MeSH Concept Relevance and Knowledge Evolution: A Data-driven Perspective
Jenny Copara, Nona Naderi, Gilles Falquet, Douglas Teodoro
TL;DR
This study introduces a data-driven framework to quantify the evolving relevance of MeSH concepts by integrating PubMed annotations, the MeSH hierarchy, and the PubMed citation network. It defines four relevance aspects—informativeness via $H(X)$, usefulness via category utility $CU$, disruptiveness via a disruption index $D$, and influence via PageRank centrality—then propagates and fuses these scores with Reciprocal Rank Fusion to obtain a unified ranking. The approach is validated on MeSH terminology evolution and retracted papers, showing that evolving concepts have higher mean relevance ($2.09\times10^{-3}$) than unchanged ones ($8.46\times10^{-4}$) and that concepts in retracted papers differ from those in non-retracted ones (roughly $0.17$ vs $0.15$).
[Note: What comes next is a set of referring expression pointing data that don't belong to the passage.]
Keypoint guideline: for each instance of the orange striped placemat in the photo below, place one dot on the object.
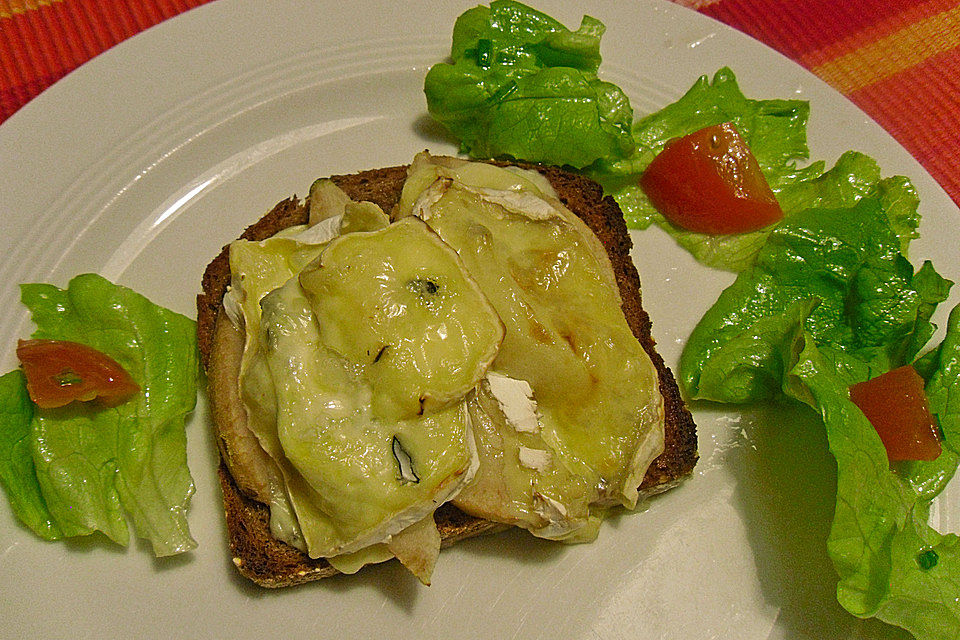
(899, 60)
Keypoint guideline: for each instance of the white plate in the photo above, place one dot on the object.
(143, 162)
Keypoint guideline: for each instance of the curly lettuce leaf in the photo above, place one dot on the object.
(775, 131)
(522, 85)
(892, 565)
(864, 301)
(17, 474)
(95, 464)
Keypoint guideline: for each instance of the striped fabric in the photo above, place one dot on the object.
(899, 60)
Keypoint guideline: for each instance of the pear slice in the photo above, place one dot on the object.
(399, 303)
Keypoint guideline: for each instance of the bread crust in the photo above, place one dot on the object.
(271, 563)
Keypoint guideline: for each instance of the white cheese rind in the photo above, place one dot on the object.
(515, 398)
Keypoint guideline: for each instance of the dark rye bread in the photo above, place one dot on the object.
(271, 563)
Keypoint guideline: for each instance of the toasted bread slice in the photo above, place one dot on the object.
(271, 563)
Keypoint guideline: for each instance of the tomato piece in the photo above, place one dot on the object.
(898, 409)
(710, 182)
(60, 372)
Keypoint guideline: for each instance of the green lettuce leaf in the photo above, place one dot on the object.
(522, 85)
(892, 565)
(854, 175)
(864, 299)
(17, 472)
(775, 131)
(94, 464)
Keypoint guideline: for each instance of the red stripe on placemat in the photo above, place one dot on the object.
(800, 28)
(40, 46)
(934, 138)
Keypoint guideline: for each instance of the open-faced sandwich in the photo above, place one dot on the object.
(419, 354)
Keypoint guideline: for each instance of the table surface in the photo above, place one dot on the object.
(898, 60)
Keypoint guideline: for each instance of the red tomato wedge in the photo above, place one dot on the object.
(897, 408)
(710, 182)
(60, 372)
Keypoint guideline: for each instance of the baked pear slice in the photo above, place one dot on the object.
(399, 303)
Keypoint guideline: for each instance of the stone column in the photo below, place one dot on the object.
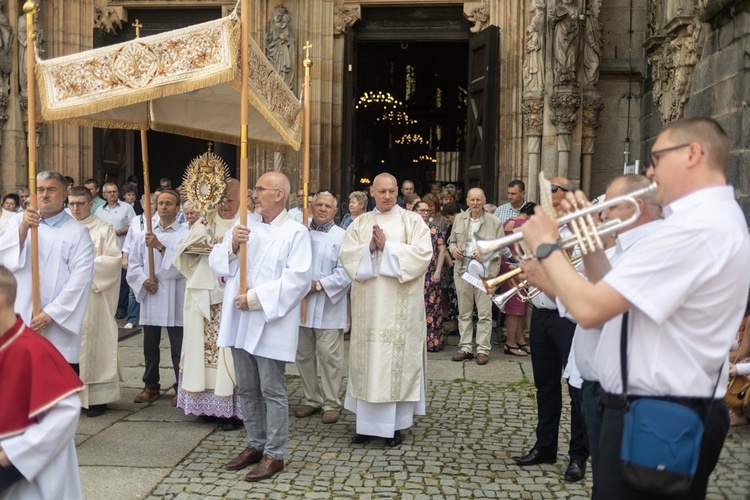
(564, 103)
(592, 106)
(533, 119)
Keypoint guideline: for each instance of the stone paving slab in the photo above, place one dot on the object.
(119, 483)
(142, 444)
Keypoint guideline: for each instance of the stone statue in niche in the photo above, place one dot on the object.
(280, 46)
(592, 47)
(563, 19)
(6, 56)
(533, 63)
(480, 16)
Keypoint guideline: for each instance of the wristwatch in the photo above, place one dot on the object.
(545, 250)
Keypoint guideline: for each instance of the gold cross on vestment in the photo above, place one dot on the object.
(137, 27)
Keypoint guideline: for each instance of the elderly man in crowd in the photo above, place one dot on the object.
(161, 296)
(467, 225)
(66, 266)
(207, 387)
(386, 253)
(261, 325)
(321, 337)
(99, 366)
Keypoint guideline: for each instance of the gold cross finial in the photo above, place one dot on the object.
(137, 27)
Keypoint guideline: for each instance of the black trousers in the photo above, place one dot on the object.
(151, 341)
(550, 339)
(610, 485)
Limitations include sampling the citation network due to computational complexity, and the authors propose extending the framework to other domains and improving scalability in future work.
Abstract
The Medical Subject Headings (MeSH), one of the main knowledge organization systems in the biomedical domain, continuously evolves to reflect the latest scientific discoveries in health and life sciences. Previous research has focused on quantifying information in MeSH primarily through its hierarchical structure. In this work, we propose a data-driven approach based on information theory and network analysis to quantify the relevance of MeSH concepts. Our method leverages article annotations and their citation networks to compute four aspects of relevance -- informativeness, usefulness, disruptiveness, and influence -- over time. Using both the citation network and the MeSH hierarchy, we compute these relevance aspects and apply an aggregation algorithm to propagate scores to parent nodes. We evaluated our approach on MeSH terminology changes and showed that it effectively captures the evolution of concepts. The mean relevance of evolving concepts is higher compared to concepts that remained unchanged ($2.09E-03$ vs. $8.46E-04$). Moreover, we validated the framework by analyzing retracted articles and found that concepts used to annotate retracted articles (mean relevance: 0.17) differ substantially from those annotating non-retracted ones (mean relevance: 0.15). Overall, the proposed framework provides an effective method for ranking concept relevance and can support the maintenance of evolving knowledge organization systems.